Join us for an intimate chat with award winning author, Eden Robinson. Moderated by Historic Joy Kogawa House interim executive director, Johnny D Trinh, this discussion will explore Robinson’s craft and process through a reflection of her body of work. Eden will also share selected excerpts from her works, and insights on future possibilities

Location: Sunroom - Gallery

Type: Reading, In Conversation

Sponsored by Word Vancouver · The Historic Joy Kogawa House

Moderator: Johnny D Trinh

Reader: Eden Robinson, Son of a Trickster, Monkey Beach (Penguin Random House)

About The Moderator

Johnny D Trinh is the Artistic Director of Vancouver Poetry House; Interim Executive Director of Historic Joy Kogawa House; and Founder of Stage to Page Performance Society.

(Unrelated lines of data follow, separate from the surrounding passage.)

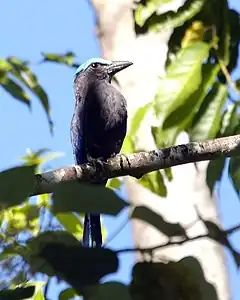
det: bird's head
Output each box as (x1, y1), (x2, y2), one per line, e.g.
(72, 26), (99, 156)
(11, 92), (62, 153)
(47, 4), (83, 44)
(74, 58), (132, 82)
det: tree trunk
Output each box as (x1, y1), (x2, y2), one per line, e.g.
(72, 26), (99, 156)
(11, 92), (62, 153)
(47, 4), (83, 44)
(92, 0), (230, 300)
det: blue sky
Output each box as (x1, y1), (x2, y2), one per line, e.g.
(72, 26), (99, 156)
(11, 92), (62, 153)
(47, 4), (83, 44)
(0, 0), (240, 300)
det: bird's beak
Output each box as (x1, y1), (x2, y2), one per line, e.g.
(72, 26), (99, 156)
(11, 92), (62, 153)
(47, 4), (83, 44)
(106, 61), (133, 77)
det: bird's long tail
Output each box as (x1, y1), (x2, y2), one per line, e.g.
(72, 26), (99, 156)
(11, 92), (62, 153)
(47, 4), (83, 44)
(83, 213), (102, 248)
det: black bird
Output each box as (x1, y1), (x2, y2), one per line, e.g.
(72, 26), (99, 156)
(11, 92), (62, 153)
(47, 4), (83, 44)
(71, 58), (132, 247)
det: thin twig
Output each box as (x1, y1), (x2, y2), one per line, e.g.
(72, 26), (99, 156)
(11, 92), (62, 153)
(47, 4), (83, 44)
(31, 134), (240, 196)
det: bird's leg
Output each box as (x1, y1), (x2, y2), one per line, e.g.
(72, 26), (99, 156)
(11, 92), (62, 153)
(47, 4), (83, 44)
(87, 155), (107, 183)
(113, 153), (144, 179)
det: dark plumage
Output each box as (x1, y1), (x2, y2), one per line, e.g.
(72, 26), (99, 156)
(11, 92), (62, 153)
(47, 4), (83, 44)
(71, 58), (132, 247)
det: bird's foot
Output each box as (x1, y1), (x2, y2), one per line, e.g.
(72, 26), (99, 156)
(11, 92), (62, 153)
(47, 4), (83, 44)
(114, 153), (144, 179)
(87, 157), (108, 183)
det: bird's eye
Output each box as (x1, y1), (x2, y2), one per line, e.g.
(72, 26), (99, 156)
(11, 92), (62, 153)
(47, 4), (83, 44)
(91, 63), (99, 69)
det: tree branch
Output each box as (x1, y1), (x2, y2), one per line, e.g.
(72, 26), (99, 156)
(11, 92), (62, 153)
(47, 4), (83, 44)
(32, 134), (240, 196)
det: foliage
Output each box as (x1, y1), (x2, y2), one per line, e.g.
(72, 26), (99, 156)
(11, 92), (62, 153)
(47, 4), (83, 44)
(0, 0), (240, 300)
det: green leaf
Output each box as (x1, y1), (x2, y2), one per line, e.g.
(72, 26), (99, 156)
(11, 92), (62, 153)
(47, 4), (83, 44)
(58, 288), (78, 300)
(135, 0), (172, 26)
(0, 286), (35, 300)
(190, 83), (227, 141)
(55, 213), (83, 240)
(129, 102), (152, 138)
(0, 58), (12, 72)
(42, 51), (76, 66)
(28, 281), (46, 300)
(0, 166), (35, 207)
(106, 178), (121, 190)
(89, 281), (132, 300)
(53, 181), (128, 216)
(8, 57), (53, 131)
(2, 77), (30, 106)
(218, 0), (231, 66)
(163, 64), (220, 129)
(207, 157), (226, 193)
(20, 148), (63, 170)
(220, 103), (240, 136)
(142, 0), (205, 32)
(121, 135), (135, 154)
(228, 156), (240, 196)
(154, 42), (209, 129)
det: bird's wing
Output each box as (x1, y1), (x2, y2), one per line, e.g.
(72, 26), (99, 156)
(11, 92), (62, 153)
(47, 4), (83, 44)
(71, 102), (86, 164)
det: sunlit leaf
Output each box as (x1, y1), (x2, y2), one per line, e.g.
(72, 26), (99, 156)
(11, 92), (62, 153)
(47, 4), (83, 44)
(106, 178), (121, 190)
(58, 288), (78, 300)
(207, 157), (226, 192)
(220, 103), (240, 136)
(0, 58), (12, 72)
(135, 0), (172, 26)
(0, 286), (35, 300)
(138, 171), (167, 197)
(190, 83), (227, 141)
(155, 42), (209, 125)
(42, 51), (77, 67)
(228, 156), (240, 196)
(2, 77), (30, 106)
(8, 57), (53, 131)
(217, 1), (230, 66)
(142, 0), (205, 32)
(129, 103), (152, 138)
(0, 166), (35, 207)
(7, 203), (39, 235)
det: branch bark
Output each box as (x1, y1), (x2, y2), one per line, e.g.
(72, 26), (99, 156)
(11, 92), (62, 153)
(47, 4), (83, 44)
(34, 134), (240, 195)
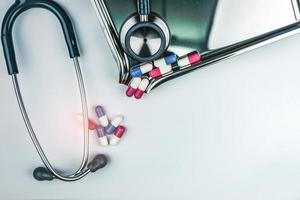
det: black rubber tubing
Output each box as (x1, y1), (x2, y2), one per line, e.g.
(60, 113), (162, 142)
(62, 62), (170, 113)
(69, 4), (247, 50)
(1, 0), (80, 75)
(137, 0), (150, 15)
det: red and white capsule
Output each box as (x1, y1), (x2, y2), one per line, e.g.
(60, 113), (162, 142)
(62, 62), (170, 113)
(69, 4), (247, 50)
(178, 51), (202, 67)
(109, 126), (126, 145)
(126, 78), (142, 97)
(149, 65), (172, 78)
(134, 78), (150, 99)
(97, 126), (108, 146)
(77, 114), (98, 131)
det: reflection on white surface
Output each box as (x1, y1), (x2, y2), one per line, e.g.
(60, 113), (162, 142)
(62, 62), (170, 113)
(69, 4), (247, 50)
(0, 0), (300, 200)
(209, 0), (296, 49)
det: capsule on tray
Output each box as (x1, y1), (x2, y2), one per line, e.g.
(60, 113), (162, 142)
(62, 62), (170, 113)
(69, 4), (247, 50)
(95, 106), (109, 127)
(178, 51), (202, 68)
(130, 63), (153, 77)
(126, 78), (142, 97)
(134, 78), (150, 99)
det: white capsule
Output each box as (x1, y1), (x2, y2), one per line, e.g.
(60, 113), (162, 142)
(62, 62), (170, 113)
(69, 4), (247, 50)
(106, 116), (124, 134)
(95, 106), (109, 127)
(178, 51), (202, 67)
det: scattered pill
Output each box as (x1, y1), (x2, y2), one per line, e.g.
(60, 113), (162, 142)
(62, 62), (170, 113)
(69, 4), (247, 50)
(130, 63), (153, 77)
(97, 126), (108, 146)
(134, 78), (150, 99)
(149, 65), (172, 78)
(95, 106), (109, 127)
(106, 116), (124, 134)
(77, 114), (98, 131)
(109, 126), (126, 145)
(126, 78), (142, 97)
(178, 51), (202, 67)
(153, 53), (177, 67)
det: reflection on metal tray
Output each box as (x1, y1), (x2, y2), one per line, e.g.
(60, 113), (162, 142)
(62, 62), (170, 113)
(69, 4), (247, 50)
(92, 0), (300, 92)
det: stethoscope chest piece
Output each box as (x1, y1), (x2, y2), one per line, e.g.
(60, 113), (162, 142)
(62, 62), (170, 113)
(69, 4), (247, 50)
(120, 2), (170, 62)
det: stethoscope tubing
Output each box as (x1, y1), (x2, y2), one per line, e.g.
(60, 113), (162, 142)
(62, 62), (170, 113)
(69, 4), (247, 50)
(11, 58), (90, 182)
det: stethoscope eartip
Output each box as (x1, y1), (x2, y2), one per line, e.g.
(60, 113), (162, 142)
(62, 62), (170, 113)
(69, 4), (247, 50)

Johnny is an interdisciplinary community-engaged artists with practices in poetry, theatre, film, and culinary art. Trinh's recent work, Quiet Kitchen funded by the Canada Council is a performance and collection of poems, recipes, and stories that recognizes how many people find culture and identity through food and family. It asks the question, "What happens when that connections are lost?" Their play, "Pho-Miglia" a queer intercultural rom-com is set for workshop in Spring 2025. Additional highlights: a 2024 Writer-in-residence at the Historic Joy Kogawa House, Artist-in-residence at the Moberly Arts & Cultural Centre, Banff Spoken Word Residency Alumnus. Johnny holds a MFA in Interdisciplinary Studies focusing on Community-Engaged Art and Autoethnography. “It takes a community to build an artist ... whether we are nurtured by it, or resist against it.” johnnydavidtrinh.com

About The Reader

Eden Robinson

Haisla/Heiltsuk author Eden Robinson’s collection of short stories, Traplines, won the Winifred Holtby Memorial Prize and was a New York Times Notable Book of the Year in 1998. Monkey Beach, her first novel, was shortlisted for both The Giller Prize and the Governor General’s Literary Award for fiction in 2000 and won the BC Book Prize’s Ethel Wilson Fiction Prize. Her novel Son of a Trickster was shortlisted for The Giller Prize. Trickster Drift, its sequel, won the Ethel Wilson Fiction Prize. The final book in the Trickster series, Return of the Trickster, was published 2021.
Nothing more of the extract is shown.